A wavelength is energy, a quantum property of the photon of light. There are different wave lengths of light and in science they use nanometers to measure the distance between the peaks and troughs that are present in wavelengths. You don't have to necessarily understand this topic thoroughly but to understand that different wavelengths exist as well as how it affects the attributes and properties that cause light as a whole to behave should be rudimentary.
If we have green photons, (green coloured photons) and they are hitting an object that isn't green, (such as a black object) what happens in this interaction is that the light which hits the surface of the black object cause the black atoms (that make up the surface) to vibrate.
This occurs due to absorption resonance frequency for each atom/molecule. When a certain wavelength hits an atom it makes it vibrate. The wavelength (energy) gets absorbed by the molecule or atom,
and re-emitted as heat which causes the energy of the light and the visible properties of light to be lost in this particular circumstance.
If on the other hand, we have an atom that is green (or a molecule that is green) and a wavelength that is red or purple, the red and purple wavelengths get absorbed by the green atoms. It then gets repelled as heat (the same way a black atom/molecule does except the green atom is being repelled).The results that are produced from this interaction eventually meets our eyes and allows us to see green objects.
Keep in mind that our experience with light and colour is not completely scientific, our own interpretations/perceptions of the world is part of the process, so there really isn't an exact way to interpret these types of circumstances.
Most atoms/molecules (or surfaces/materials) aren't made up of one pure colour. For instance, if we have a surface made up of purely saturated green coloured molecules, this type of surface isn't just emitting green wavelengths, in fact, it is emitting a multitude of colours. Most surfaces are made up of different coloured wavelengths but there will always be one dominant colour. This dominant colour surpasses the other colours in strength and vibrancy; which will cause the surface to become that dominant colour.
There are cases in which you may have only one pure colour in an object but most cases, we don't have completely pure colours.
Local Colour: is the true colour of a surface (without being affected by different lighting schemes; which shift the saturation, tint or value of the original colour).
For example if you examine your skin tone under a white or florescent light you'll recognize that your skin's tint doesn't change much under this circumstance. Whereas if you examine your skin colour under a red orange light (during sunset or the "golden hour") you can expect to see your skin's tint shift to more orange.

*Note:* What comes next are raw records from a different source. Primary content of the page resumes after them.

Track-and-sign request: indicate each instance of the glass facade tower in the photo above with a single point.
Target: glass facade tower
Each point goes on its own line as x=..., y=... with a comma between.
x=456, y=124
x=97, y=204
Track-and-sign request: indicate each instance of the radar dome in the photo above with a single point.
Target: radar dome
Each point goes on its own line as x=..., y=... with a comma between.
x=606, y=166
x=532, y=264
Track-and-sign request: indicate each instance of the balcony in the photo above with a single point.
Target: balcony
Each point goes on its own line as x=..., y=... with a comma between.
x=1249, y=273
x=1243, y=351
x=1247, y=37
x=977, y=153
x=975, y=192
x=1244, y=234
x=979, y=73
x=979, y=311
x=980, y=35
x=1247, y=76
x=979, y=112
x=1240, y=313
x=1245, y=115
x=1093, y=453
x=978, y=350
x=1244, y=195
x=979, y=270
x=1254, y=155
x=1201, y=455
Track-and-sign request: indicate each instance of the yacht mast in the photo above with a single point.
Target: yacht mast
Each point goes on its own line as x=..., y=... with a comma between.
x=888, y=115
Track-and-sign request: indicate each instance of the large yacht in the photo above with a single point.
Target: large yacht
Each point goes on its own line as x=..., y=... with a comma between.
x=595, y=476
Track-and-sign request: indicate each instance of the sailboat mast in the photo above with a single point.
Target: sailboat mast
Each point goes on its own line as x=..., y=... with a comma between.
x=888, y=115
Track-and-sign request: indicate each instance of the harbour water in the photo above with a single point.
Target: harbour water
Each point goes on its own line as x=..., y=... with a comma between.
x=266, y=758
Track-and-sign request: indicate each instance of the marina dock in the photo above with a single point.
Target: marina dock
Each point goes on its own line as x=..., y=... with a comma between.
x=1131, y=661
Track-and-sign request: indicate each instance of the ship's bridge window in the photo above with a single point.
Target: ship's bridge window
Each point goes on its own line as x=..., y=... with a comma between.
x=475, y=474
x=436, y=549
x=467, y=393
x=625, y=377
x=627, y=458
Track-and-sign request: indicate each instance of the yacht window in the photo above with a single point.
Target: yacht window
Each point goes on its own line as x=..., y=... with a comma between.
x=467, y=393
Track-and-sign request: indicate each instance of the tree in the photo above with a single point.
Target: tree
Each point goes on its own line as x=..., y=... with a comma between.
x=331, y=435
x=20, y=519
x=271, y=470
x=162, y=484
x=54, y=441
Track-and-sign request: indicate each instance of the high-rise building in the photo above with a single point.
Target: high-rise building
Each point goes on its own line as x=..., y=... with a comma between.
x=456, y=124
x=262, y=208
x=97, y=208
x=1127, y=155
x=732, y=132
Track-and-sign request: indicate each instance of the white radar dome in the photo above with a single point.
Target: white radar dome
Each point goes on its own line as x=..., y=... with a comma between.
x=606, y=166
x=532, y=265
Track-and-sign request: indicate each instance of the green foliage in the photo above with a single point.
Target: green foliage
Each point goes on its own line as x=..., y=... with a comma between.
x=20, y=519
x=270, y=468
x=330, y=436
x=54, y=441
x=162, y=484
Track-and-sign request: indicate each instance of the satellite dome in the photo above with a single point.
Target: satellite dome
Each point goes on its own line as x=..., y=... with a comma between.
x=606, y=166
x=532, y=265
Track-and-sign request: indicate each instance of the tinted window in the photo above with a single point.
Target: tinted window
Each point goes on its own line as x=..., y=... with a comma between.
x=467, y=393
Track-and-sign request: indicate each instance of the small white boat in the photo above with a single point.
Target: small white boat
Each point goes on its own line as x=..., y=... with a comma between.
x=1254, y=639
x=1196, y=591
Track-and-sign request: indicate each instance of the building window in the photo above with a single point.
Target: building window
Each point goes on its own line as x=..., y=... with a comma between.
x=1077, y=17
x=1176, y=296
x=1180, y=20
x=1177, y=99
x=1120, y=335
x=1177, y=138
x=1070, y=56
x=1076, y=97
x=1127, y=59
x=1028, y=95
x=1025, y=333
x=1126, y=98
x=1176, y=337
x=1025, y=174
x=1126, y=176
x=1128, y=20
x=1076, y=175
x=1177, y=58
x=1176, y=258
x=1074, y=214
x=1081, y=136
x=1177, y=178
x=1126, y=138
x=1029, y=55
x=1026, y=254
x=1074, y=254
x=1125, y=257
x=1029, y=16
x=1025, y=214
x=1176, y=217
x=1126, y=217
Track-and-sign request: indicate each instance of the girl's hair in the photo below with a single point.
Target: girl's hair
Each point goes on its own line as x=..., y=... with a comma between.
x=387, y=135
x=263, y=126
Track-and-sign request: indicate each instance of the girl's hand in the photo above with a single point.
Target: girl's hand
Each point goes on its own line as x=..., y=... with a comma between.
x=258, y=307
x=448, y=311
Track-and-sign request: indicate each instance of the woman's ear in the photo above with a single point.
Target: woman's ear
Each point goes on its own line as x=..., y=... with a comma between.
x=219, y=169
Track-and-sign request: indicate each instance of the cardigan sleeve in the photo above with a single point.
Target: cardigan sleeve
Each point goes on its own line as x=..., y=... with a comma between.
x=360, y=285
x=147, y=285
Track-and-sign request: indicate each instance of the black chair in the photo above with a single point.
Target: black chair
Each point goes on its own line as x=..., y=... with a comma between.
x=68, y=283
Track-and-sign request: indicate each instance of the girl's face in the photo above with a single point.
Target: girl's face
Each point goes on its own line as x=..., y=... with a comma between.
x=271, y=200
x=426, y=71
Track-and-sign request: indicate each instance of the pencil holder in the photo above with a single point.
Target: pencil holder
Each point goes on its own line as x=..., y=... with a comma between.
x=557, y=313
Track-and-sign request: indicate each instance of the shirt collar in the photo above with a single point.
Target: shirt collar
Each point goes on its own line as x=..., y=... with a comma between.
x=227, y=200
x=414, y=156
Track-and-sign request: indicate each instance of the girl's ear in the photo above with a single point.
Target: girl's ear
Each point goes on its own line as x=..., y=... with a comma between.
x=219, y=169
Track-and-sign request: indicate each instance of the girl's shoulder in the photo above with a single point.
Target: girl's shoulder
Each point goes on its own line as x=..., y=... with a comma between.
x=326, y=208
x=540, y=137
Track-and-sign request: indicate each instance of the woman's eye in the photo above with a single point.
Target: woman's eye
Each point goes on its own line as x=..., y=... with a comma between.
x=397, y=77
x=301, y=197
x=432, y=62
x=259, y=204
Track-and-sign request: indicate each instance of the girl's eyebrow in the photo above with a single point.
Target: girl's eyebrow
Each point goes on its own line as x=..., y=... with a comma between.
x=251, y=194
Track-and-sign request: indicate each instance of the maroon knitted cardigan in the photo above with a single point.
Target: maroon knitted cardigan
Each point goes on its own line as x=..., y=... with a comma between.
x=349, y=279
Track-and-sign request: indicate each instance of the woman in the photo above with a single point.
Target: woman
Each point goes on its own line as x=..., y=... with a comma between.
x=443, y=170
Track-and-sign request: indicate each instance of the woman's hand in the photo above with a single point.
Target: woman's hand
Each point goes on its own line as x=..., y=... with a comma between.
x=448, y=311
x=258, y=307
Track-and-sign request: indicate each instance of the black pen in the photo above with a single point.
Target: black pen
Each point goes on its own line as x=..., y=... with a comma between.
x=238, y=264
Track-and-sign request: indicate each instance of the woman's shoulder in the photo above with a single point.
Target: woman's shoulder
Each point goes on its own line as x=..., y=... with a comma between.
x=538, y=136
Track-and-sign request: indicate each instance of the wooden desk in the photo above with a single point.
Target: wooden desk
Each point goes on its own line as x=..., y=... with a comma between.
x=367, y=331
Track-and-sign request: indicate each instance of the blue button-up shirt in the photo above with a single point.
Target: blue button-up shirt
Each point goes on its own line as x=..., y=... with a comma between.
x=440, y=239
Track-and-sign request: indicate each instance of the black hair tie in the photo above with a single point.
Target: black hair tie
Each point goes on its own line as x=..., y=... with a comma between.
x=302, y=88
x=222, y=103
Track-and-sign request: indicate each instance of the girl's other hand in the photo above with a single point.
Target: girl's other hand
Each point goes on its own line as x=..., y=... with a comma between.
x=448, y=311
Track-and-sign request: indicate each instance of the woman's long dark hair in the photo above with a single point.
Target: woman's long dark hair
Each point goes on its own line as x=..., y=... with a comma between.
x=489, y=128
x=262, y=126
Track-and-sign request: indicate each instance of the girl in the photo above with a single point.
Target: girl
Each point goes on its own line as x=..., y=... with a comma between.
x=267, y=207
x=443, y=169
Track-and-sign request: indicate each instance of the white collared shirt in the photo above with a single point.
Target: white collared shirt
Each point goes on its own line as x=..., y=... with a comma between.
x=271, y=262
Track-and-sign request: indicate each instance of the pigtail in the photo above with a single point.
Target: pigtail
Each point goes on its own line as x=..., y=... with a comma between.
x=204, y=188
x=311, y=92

Properties of Light: Colour
Light has properties of both a wave and a particle. When discussing colour, the wave properties are most important.
The colour of light has a different wavelength. The longest wavelengths are on the red end of the colour spectrum, and the shortest towards the blue and violet.
White light is made out of all the colours of the rainbow, in fact what happens in the rainbow, prism, or raindrops, is that they actually split the light into its constituent parts. All the wavelengths that make it up actually spread out. Whereas when all the coloured wavelengths are compressed-we see it as white light.
As this white light is striking an object, (the blue object as shown above) what happens is most of the wavelengths in the white light are absorbed (by the object on the right) and emitted as heat.
The particles that are not re-emitted but instead reflected out from the surface cause us to see that apparent colour of the surface. This is very dependent upon the properties of the light, for instance, if it's pure white light we will see most of the local colour of the object. However most light is not pure white.
When white light strikes a surface, most of the light is absorbed and converted into heat. However, some wavelengths are reflected and we see those as the colour of the object.
Light and Surface Colour:
Without light, a "local colour" doesn't exist- there is only the reaction of the surface to light.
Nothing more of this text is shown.